# formica countertops



## oldrivers (May 2, 2009)

can you layer over an existing formica counter top with new formica or does it not stick ,,,,, i think its formica ...


----------



## skymaster (Jun 6, 2007)

Yes you can however it is going to be a super PIA from that picture.
PULL the sink, clean all the old caulk off, belt sand with 60 or 80 grit, wash with lacq thinner,prefit the new mica except leave it wider, when it fits perfect, glue both pcs and let them setup, take waxed paper, rosin paper, tyvek something and cover the glued top,then place the glued pc of new laminate, IT CANNOT TOUCH THE OTHER FACE YET!!!!!!!!!
when it is in place PERFECTLY, slowly slide the paper out from under,keep the wall side tight and in position and pull to the left, press lam in place and continue till whole pc is in place. You will have to finish trimming with a router and then a hand file cause u cant get to the wall with a router.
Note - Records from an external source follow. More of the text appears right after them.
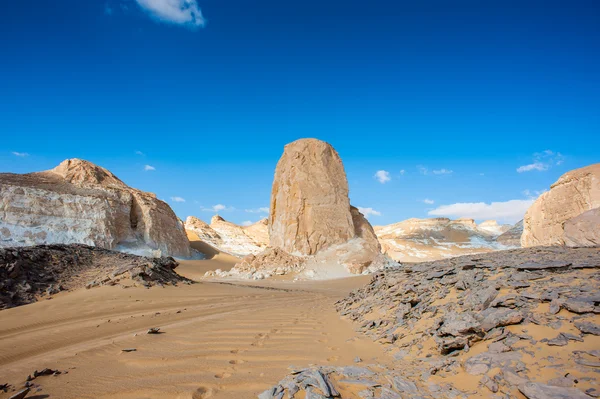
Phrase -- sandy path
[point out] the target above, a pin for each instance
(220, 340)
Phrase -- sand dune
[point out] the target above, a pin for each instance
(219, 340)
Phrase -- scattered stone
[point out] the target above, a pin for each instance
(21, 394)
(533, 390)
(588, 328)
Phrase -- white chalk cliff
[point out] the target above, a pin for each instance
(229, 237)
(79, 202)
(421, 240)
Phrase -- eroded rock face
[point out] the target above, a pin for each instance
(574, 194)
(312, 221)
(422, 240)
(229, 237)
(310, 209)
(79, 202)
(512, 237)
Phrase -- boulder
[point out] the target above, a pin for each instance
(311, 219)
(562, 215)
(310, 208)
(229, 237)
(79, 202)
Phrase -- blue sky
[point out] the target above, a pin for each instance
(474, 106)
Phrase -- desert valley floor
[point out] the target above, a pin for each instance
(219, 340)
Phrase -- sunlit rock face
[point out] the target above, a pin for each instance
(79, 202)
(420, 240)
(229, 237)
(312, 226)
(568, 213)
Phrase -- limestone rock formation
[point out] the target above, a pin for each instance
(311, 218)
(229, 237)
(420, 240)
(310, 208)
(79, 202)
(512, 237)
(493, 227)
(560, 216)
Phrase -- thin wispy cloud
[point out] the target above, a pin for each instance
(264, 209)
(368, 211)
(178, 12)
(218, 208)
(382, 176)
(542, 161)
(509, 211)
(425, 171)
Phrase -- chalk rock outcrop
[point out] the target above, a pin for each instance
(512, 237)
(421, 240)
(79, 202)
(562, 215)
(493, 227)
(229, 237)
(311, 218)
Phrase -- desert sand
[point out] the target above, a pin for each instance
(221, 340)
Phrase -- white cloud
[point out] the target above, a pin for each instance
(425, 171)
(181, 12)
(533, 166)
(368, 211)
(218, 208)
(264, 209)
(382, 176)
(509, 211)
(543, 161)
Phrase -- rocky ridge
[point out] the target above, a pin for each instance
(419, 240)
(79, 202)
(491, 325)
(28, 273)
(229, 237)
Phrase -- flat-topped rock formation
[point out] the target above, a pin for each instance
(568, 213)
(229, 237)
(311, 219)
(420, 240)
(79, 202)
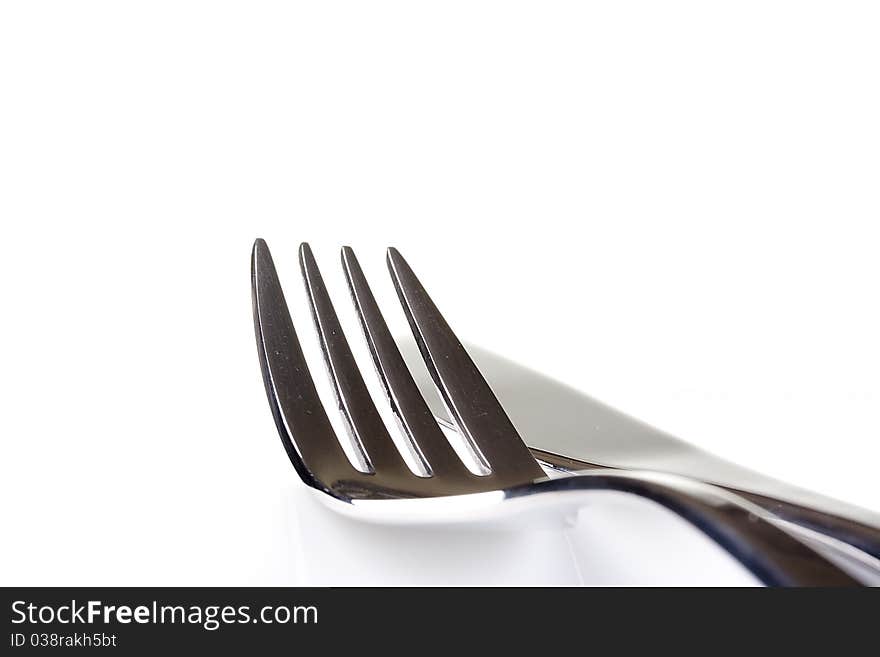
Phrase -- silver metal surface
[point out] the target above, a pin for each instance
(573, 432)
(514, 482)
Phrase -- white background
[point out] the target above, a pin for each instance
(671, 206)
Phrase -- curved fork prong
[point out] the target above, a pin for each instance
(303, 425)
(355, 404)
(425, 436)
(469, 399)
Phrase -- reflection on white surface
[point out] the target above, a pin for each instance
(617, 540)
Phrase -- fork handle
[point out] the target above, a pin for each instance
(742, 528)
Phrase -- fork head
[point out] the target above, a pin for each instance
(382, 473)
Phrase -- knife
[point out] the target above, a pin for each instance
(570, 432)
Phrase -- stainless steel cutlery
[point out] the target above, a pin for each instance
(504, 478)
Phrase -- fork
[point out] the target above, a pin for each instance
(509, 482)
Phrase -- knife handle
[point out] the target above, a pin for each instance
(852, 532)
(742, 528)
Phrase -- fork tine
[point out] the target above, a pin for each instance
(302, 423)
(416, 419)
(471, 402)
(355, 404)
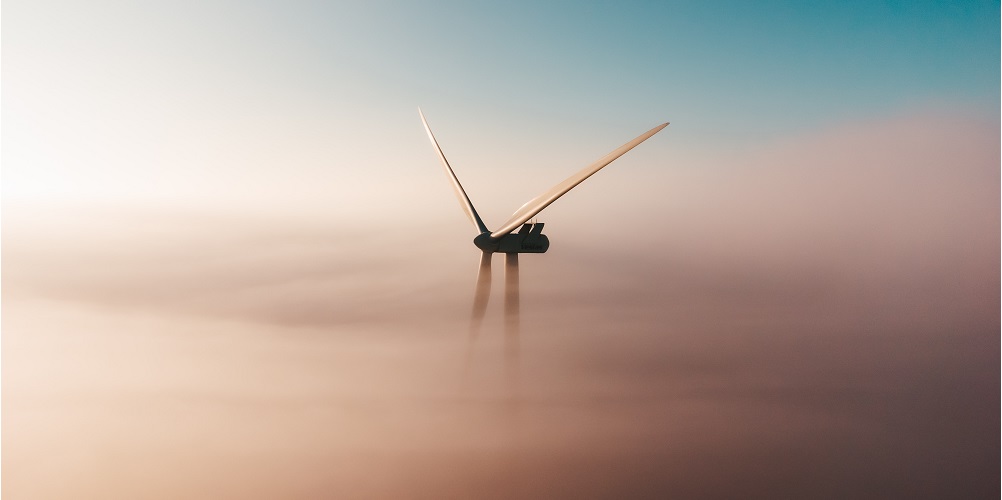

The best way is to pull the top off and then it is easier :} I just presume from the pics you want to do this in place
good luck


----------



## oldrivers (May 2, 2009)

yes, i do plan on removing the countertop but wanted to make sure i could do it that way first " layer over it" so i dont destroy it when i remove it, otherwise i would just remove it and not wory about it and start over new . when i removed the old sink i kind of cracked the formica so im guessing ill probably destroy it more when i remove it . ill see what happens i guess. my problem is im not really set up for cutting wood at the moment. skill saw and jig saw . so making a new top im not looking forward to . its a corner shape so id have to cut a few sides and im not good with hand saws . i might even see if i can flip it over and use that side if possible. thanks . :thumbsup:


----------